Zénon, on le sait, partageait les idées de Parménide sur l’unité de l’Être ; il voulut venger son maître des railleries dirigées contre lui, et réduire à l’absurde les thèses qu’on lui opposait. Pour cela il se servit de deux séries d’arguments, l’une contre le multiple, l’autre contre le mouvement ; c’est seulement de cette dernière que nous nous occuperons.

Tout en distinguant ces deux séries d’arguments, il faut reconnaître qu’il y a entre elles un lien étroit. C’est parce que Zénon a nié la pluralité qu’il nie le mouvement. En effet, le mouvement suppose le temps et l’espace, qui sont des continus ; c’est parce que ces continus ne sont pas composés ou, comme dit Zénon, ne sont pas multiples, que le mouvement y est impossible. Le mouvement, s’il est réel, divise le temps et le lieu où il s’accomplit ; il ne peut donc se produire dans un continu sans parties.
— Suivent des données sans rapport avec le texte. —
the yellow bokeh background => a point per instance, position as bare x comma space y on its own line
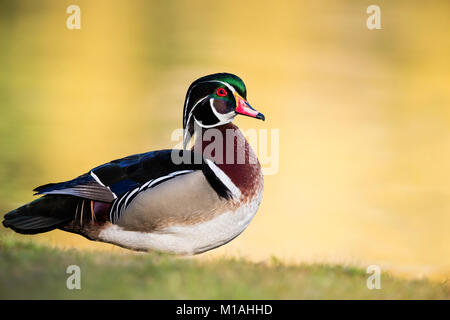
363, 115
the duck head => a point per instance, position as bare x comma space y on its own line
215, 100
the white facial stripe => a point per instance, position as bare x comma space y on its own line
189, 118
223, 117
189, 93
224, 179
Si le temps et l’espace ont des parties, si le continu est composé, de deux choses l’une : ou ces parties sont divisibles à l’infini, ou elles sont des éléments indivisibles. Zénon réfute la première de ces suppositions par les arguments connus sous les noms de la Dichotomie et l’Achille ; la seconde par la Flèche et le Stade. Les quatre arguments forment ainsi un dilemme. C’est ce que le premier, M. Renouvier, a montré dans le chapitre des Essais de critique générale[1] consacré à Zénon d’Élée. Toutefois, il laisse de côté le quatrième argument, le stade. Nous ferons voir au contraire que ce raisonnement, qui a tant embarrassé et scandalisé les historiens, se rattache étroitement aux précédents et complète la démonstration.

Les quatre arguments forment un système d’une curieuse symétrie. Le premier et le quatrième considèrent le continu et le mouvement entre des limites données ; le second et le troisième les envisagent dans des longueurs indéterminées et quelconques. Dans le premier et dans le troisième, un seul mobile est chargé de réaliser le mouvement, et il se trouve que le commencement même du mouvement est impossible. Le second et le quatrième, par la comparaison de deux mobiles en mouvement, rendent en quelque sorte plus sensible l’absurdité de l’hypothèse, prouvent que le mouvement, même commencé, ne saurait continuer, et démontrent l’impossibilité du mouvement relatif aussi bien que du mouvement absolu. — Les deux premiers établissent l’impossibilité du mouvement par la nature de l’espace, supposé continu, sans pourtant que le temps cesse d’être considéré comme composé de la même manière que l’espace ; dans les deux derniers, c’est la nature du temps qui sert à prouver l’impossibilité du mouvement, sans pourtant que l’espace cesse d’être considéré comme formé, lui aussi, de points indivisibles. — Enfin, le second n’est qu’une autre forme du premier, et le quatrième repose sur le même principe que le troisième. — Le premier couple d’arguments est destiné à combattre l’idée qui naturellement se présente la première à l’esprit, celle de la divisibilité indéfinie du continu ; le second s’oppose à la conception qui ne s’offre guère à la pensée que quand elle a reconnu les difficultés de la première. L’ordre logique de ces arguments est donc tout à fait conforme à l’ordre historique dans lequel Aristote nous les a transmis et qui était certainement l’ordre adopté par Zénon.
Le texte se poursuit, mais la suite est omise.